1. A sling with a detachable sheath, comprising a circular shell (1), characterized in that, Below the circular shell (1) is a first rectangular shell (2), below the first rectangular shell (2) is a second rectangular shell (3), below the second rectangular shell (3) is a steel cable (4), one end of the steel cable (4) is fixedly connected to a hook (5), inside the circular shell (1) is a rotating plate (6), inside the circular shell (1) is a rotating mechanism that drives the cable to rotate through the rotating plate (6), inside the second rectangular shell (3) is an external threaded tube (7), inside the second rectangular shell (3) is an adjusting mechanism that adjusts the position of the steel cable (4) by rotating the external threaded tube (7).

2. A sling assembly according to claim 1, wherein, The rotating mechanism includes a first drive motor (8) installed on one side of a circular shell (1). The circular shell (1) is rotatably connected to a first rotating rod (9) fixedly connected to the output end of the first drive motor (8). One end of the first rotating rod (9) is fixedly connected to a first gear (10). The top of the rotating plate (6) is fixedly connected to several evenly distributed gear teeth (11), which mesh with the first gear (10).

3. A lifting sling with a detachable sheath according to claim 2, characterized in that, The circular shell (1) has a sliding groove inside. The bottom of the rotating plate (6) is fixedly connected to a sliding plate (12). The sliding plate (12) is slidably connected to the sliding groove. The inner top of the circular shell (1) has a circular groove. The top of the rotating plate (6) is fixedly connected to a connecting rod. One end of the connecting rod is fixedly connected to a sliding block (13). The sliding block (13) is slidably connected to the circular groove.
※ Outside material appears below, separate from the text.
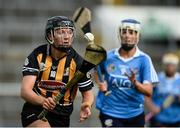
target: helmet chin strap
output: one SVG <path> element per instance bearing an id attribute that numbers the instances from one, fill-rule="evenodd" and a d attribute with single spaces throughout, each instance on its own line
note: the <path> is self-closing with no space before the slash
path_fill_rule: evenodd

The bottom of the rotating plate (6) is fixedly connected to the top of the first rectangular shell (2).

4. A lifting sling with a detachable sheath according to claim 3, characterized in that, A second drive motor (14) is installed on one side of the first rectangular shell (2). The first rectangular shell (2) is rotatably connected to a second rotating rod (15) which is fixedly connected to the output end of the second drive motor (14). A first bevel gear (16) is fixedly connected to one end of the second rotating rod (15). A threaded rod (17) is rotatably connected to the first rectangular shell (2). A second bevel gear (18) is fixedly connected to one end of the threaded rod (17). The second bevel gear (18) meshes with the first bevel gear (16). A first moving block (19) is threadedly connected to the threaded rod (17). The bottom of the first moving block (19) is fixedly connected to the top of the second rectangular shell (3).

5. A lifting sling with a detachable sheath according to claim 4, characterized in that, The adjustment mechanism includes a third drive motor (20) installed on one side of the second rectangular shell (3). The second rectangular shell (3) is rotatably connected to a third rotating rod (21) which is fixedly connected to the output end of the third drive motor (20). One end of the third rotating rod (21) is fixedly connected to a second gear (22). A circular rod (23) is fixedly connected inside the second rectangular shell (3). The circular rod (23) has a circular hole. The third rotating rod (21) is located inside the circular hole. One end of the external threaded tube (7) is rotatably connected to the inner wall of the second rectangular shell (3). The circular rod (23) is located in the inner diameter of the external threaded tube (7). One end of the external threaded tube (7) is fixedly connected to an end face gear (24). The end face gear (24) meshes with the second gear (22). The external threaded tube (7) is threadedly connected to a second moving block (25). One end of the steel cable (4) is fixedly connected to the bottom of the second moving block (25).

6. A lifting sling with a detachable sheath according to claim 5, characterized in that, Both ends of the steel cable (4) are fixedly connected with clamps (26), and the surface of the steel cable (4) is covered with a protective sleeve (27).